ER: A number of contributors to Asymptote blog have discussed Americans’ “lack of interest” [Nicolás Kanellos] in Spanish-language literature. Javier Molea, of McNally Jackson, said, “With few exceptions, there is no connection between the Spanish literary world and the English one. Any literary event in Spanish is allocated to the community events section of the newspaper, while a literary event in English is highlighted in the culture section.” As an acclaimed translator of Manuel Puig, Jose Donoso, and now Luis Negrón, what are your thoughts on this topic?
SJL: I think that what Javier is trying to say is that writers play a more important role in Spain and Latin American countries than they do in the United States (I hesitate to speak for Canada and the UK). A literary event in Bogotá will probably bring in a larger audience than in lower Manhattan. A greater problem is that there are fewer and fewer readers interested in serious or innovative literary works. Here and there a significant writer receives recognition, but more often, from what I’ve observed, there seem to be certain fashionable writers who come to represent their culture or nation in the global marketplace, mainly because of a generally superficial knowledge we have of literature as well as of other cultures and countries. Tim Parks has written on this topic, and I think he is completely accurate.
ER: Regarding the diminished appreciation of serious or innovative literature, why do you think that is? How has it affected your work?
SJL: In part I am speaking as an educator regarding this sense of a diminishing literary readership. My friends in publishing have plenty to say about this problem as well.
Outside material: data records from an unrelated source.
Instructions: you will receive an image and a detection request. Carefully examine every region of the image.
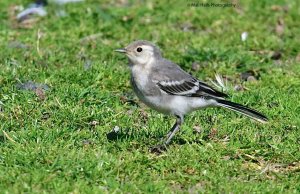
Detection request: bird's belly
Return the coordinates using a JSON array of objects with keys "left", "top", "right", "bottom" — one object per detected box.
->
[{"left": 134, "top": 94, "right": 213, "bottom": 115}]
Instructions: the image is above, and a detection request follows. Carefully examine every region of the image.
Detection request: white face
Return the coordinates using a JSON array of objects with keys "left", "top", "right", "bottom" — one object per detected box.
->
[{"left": 126, "top": 45, "right": 154, "bottom": 65}]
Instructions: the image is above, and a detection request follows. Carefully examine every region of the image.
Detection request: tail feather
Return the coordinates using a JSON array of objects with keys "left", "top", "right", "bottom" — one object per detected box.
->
[{"left": 217, "top": 99, "right": 268, "bottom": 123}]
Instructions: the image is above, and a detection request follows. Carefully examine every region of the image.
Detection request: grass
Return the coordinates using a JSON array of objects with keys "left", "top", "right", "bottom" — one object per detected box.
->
[{"left": 0, "top": 0, "right": 300, "bottom": 193}]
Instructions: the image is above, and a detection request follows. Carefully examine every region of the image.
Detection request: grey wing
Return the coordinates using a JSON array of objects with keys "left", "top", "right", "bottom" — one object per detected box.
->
[{"left": 153, "top": 59, "right": 228, "bottom": 98}]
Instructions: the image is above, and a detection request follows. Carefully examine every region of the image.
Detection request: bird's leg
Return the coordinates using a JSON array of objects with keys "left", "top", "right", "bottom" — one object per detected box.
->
[
  {"left": 150, "top": 115, "right": 183, "bottom": 154},
  {"left": 165, "top": 115, "right": 183, "bottom": 145}
]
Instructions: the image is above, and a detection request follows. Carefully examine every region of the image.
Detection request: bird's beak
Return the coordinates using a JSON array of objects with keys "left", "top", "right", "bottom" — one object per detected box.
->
[{"left": 115, "top": 48, "right": 127, "bottom": 53}]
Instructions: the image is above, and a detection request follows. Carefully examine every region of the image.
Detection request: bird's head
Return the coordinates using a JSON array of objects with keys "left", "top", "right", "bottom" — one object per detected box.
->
[{"left": 115, "top": 40, "right": 161, "bottom": 65}]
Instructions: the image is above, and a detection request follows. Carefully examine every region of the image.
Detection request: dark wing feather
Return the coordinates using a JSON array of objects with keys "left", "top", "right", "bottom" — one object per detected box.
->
[
  {"left": 151, "top": 59, "right": 228, "bottom": 98},
  {"left": 157, "top": 78, "right": 228, "bottom": 98}
]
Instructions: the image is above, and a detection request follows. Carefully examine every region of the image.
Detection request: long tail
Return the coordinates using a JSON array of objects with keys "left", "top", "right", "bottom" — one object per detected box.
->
[{"left": 217, "top": 99, "right": 268, "bottom": 123}]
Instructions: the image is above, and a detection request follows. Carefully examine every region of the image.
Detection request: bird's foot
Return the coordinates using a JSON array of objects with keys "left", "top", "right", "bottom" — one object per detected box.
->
[{"left": 149, "top": 144, "right": 167, "bottom": 155}]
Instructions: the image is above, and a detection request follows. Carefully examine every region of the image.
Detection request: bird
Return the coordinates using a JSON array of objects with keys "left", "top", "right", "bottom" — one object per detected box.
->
[{"left": 115, "top": 40, "right": 268, "bottom": 146}]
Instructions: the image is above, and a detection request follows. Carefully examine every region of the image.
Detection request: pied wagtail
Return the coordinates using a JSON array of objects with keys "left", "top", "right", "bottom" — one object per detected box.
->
[{"left": 115, "top": 40, "right": 268, "bottom": 145}]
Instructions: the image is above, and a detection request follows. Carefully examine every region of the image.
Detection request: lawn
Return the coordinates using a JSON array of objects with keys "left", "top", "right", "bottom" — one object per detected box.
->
[{"left": 0, "top": 0, "right": 300, "bottom": 193}]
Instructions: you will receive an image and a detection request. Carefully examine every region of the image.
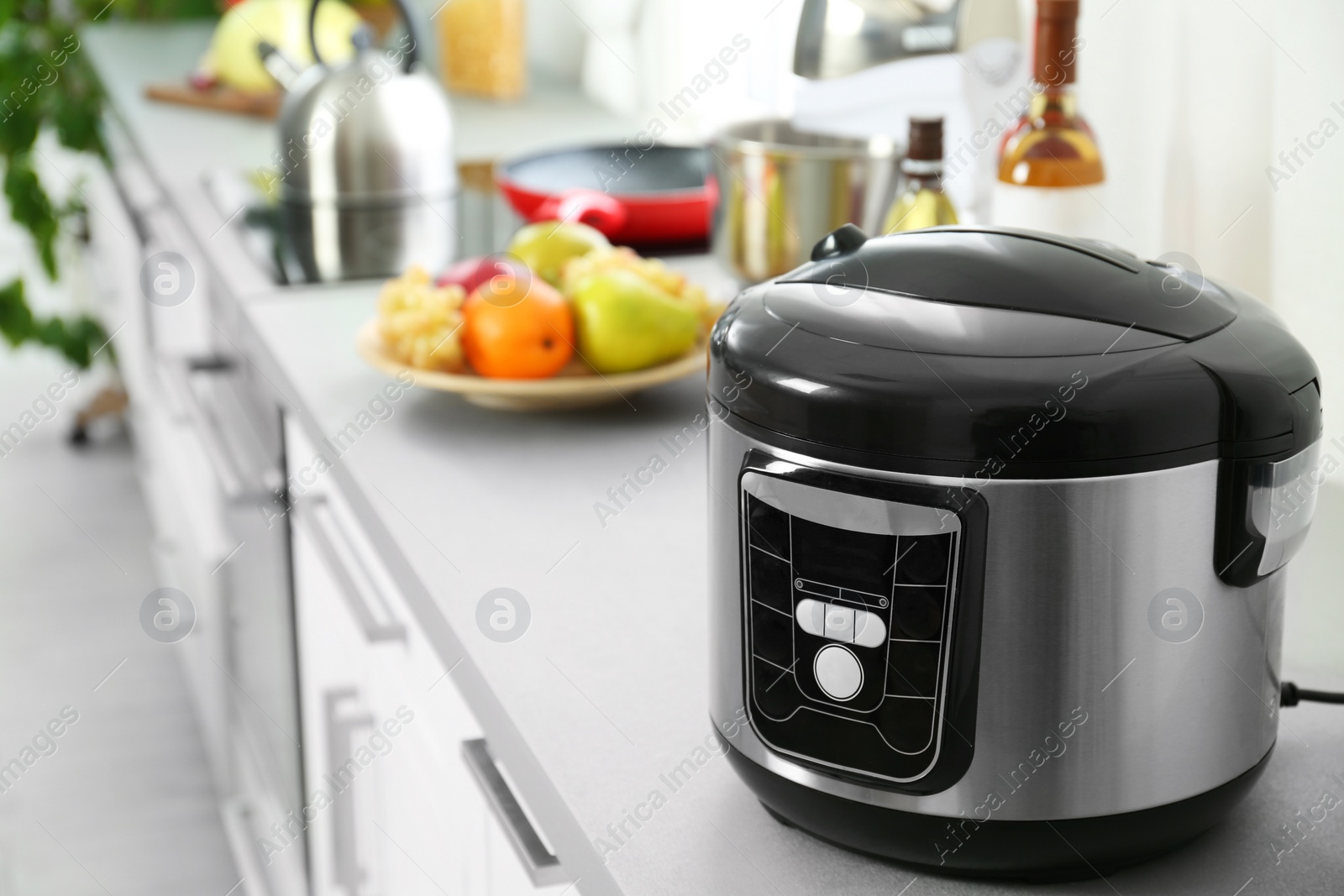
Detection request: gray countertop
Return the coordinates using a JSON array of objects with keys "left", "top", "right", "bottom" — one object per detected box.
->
[{"left": 86, "top": 18, "right": 1344, "bottom": 896}]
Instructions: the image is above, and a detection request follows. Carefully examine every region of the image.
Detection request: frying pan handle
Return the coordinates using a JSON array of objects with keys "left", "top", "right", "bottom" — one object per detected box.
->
[{"left": 531, "top": 190, "right": 630, "bottom": 237}]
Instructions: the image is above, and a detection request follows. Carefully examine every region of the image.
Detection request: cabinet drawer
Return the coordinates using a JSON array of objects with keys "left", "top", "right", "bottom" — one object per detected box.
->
[{"left": 286, "top": 422, "right": 574, "bottom": 896}]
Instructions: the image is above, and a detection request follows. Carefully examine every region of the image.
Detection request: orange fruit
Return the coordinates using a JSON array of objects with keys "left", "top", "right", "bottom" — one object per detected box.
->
[{"left": 462, "top": 271, "right": 574, "bottom": 380}]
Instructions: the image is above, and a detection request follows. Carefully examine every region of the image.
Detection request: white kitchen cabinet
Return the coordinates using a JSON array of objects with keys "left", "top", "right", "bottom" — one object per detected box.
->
[{"left": 286, "top": 425, "right": 574, "bottom": 896}]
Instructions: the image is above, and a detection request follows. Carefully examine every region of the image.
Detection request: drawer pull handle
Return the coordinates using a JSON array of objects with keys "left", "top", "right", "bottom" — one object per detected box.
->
[
  {"left": 302, "top": 495, "right": 406, "bottom": 643},
  {"left": 462, "top": 737, "right": 570, "bottom": 887}
]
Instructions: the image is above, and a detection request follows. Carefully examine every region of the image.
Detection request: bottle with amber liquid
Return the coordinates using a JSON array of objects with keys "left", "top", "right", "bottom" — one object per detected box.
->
[
  {"left": 993, "top": 0, "right": 1114, "bottom": 239},
  {"left": 882, "top": 116, "right": 957, "bottom": 233}
]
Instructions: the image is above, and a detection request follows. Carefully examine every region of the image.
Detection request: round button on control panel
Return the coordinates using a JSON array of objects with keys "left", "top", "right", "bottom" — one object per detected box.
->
[{"left": 811, "top": 643, "right": 863, "bottom": 701}]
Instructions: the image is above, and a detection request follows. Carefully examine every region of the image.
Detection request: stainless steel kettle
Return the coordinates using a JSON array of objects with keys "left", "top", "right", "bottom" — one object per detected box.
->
[{"left": 280, "top": 0, "right": 459, "bottom": 280}]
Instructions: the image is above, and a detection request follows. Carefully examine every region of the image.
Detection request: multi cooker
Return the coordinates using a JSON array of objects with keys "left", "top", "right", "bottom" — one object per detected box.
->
[{"left": 708, "top": 227, "right": 1321, "bottom": 878}]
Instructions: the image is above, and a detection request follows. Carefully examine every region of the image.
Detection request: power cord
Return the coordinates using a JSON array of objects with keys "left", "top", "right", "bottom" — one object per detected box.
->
[{"left": 1278, "top": 681, "right": 1344, "bottom": 706}]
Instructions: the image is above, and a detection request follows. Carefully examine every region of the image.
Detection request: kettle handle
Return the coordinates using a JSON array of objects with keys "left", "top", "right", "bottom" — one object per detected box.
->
[{"left": 307, "top": 0, "right": 419, "bottom": 72}]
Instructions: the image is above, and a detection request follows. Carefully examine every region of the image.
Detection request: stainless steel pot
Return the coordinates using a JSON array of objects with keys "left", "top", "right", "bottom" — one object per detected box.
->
[
  {"left": 280, "top": 0, "right": 459, "bottom": 280},
  {"left": 711, "top": 119, "right": 900, "bottom": 282}
]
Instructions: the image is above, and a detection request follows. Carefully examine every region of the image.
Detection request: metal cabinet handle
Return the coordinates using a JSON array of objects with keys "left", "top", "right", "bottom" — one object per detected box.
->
[
  {"left": 462, "top": 737, "right": 570, "bottom": 887},
  {"left": 323, "top": 688, "right": 374, "bottom": 896},
  {"left": 296, "top": 495, "right": 406, "bottom": 643},
  {"left": 160, "top": 360, "right": 270, "bottom": 504},
  {"left": 220, "top": 797, "right": 270, "bottom": 896}
]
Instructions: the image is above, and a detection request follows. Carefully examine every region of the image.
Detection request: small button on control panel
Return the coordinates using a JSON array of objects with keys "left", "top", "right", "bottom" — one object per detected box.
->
[
  {"left": 813, "top": 643, "right": 863, "bottom": 703},
  {"left": 795, "top": 598, "right": 887, "bottom": 647}
]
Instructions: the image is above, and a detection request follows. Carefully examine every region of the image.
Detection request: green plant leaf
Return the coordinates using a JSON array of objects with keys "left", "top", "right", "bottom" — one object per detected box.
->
[
  {"left": 0, "top": 280, "right": 112, "bottom": 369},
  {"left": 4, "top": 155, "right": 58, "bottom": 280}
]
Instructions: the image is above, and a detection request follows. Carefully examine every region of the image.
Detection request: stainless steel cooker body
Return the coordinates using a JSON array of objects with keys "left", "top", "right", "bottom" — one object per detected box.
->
[{"left": 710, "top": 416, "right": 1285, "bottom": 820}]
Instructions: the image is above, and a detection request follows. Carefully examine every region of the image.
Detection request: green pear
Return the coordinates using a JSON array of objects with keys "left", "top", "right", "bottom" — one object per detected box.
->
[
  {"left": 508, "top": 220, "right": 612, "bottom": 287},
  {"left": 573, "top": 270, "right": 701, "bottom": 374}
]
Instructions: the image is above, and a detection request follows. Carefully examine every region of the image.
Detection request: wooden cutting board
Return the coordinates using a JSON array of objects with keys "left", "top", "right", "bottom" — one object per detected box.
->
[{"left": 145, "top": 83, "right": 282, "bottom": 119}]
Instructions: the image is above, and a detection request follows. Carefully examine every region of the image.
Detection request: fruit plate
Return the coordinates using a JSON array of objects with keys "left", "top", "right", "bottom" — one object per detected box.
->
[{"left": 354, "top": 318, "right": 707, "bottom": 411}]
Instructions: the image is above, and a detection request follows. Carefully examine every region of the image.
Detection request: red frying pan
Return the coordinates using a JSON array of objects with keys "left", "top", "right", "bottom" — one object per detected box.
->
[{"left": 495, "top": 145, "right": 711, "bottom": 247}]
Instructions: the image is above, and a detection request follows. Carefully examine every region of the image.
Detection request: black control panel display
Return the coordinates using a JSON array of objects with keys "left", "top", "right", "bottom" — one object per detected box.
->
[{"left": 742, "top": 473, "right": 978, "bottom": 782}]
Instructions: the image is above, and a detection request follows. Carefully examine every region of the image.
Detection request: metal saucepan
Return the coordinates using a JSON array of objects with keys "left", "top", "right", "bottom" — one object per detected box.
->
[{"left": 710, "top": 119, "right": 900, "bottom": 282}]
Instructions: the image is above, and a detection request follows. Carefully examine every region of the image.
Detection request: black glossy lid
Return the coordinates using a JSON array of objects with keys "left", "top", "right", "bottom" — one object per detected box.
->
[{"left": 710, "top": 226, "right": 1321, "bottom": 478}]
In the past 30 odd years in academe I have watched the Humanities lose ground to the Social Sciences, but even more so, I have watched generations of students turn from the written word to the video/digital world: they are becoming increasingly illiterate, either uninterested or unable to read.
Obviously there are elite groups that continue to cultivate the study and appreciation of literature, and of course many will say that literature is evolving into other equally creative forms—and no doubt some of this is true.
How does the diminishing interest in literature affect me? There are fewer books I want to translate and fewer opportunities for publishers to translate the works of writers I like.
This being said, I am working more with poetry—and have discovered wonderful new poets from Mexico, Cuba, and Nicaragua—and also on my own creative non-fiction. After all, translation is a rite of passage, as someone once said. In 2012 I came out with my first poetry chapbook (Reckoning: Finishing Line Press), which brings together poems I’ve written with poems I have translated—and the translations seem almost more autobiographical than the originals…
ER: Do you have a translation philosophy that guides your work? How did it serve you (or not) in your translation of Mundo Cruel?
SJL: The Subversive Scribe speaks about translation as creation or “transcreation.” A writer, a translator succeeds in creating when s/he finds a voice: I would say that this happened in the translation of Mundo Cruel, but only you, the reader, can tell me if this is true.
Suzanne Jill Levine’s acclaimed translations, which include books by Guillermo Cabrera Infante (Three Trapped Tigers) and Manuel Puig (Betrayed by Rita Hayworth), have helped introduce the world to some of the icons of contemporary Latin American literature. She is also an editor of Penguin Classics’ essays and poetry of Jorge Luis Borges and the author of The Subversive Scribe: Translating Latin American Fiction. She is the winner of PEN USA’s Translation Award 2012 for her translation of Jose Donoso’s The Lizard’s Tale.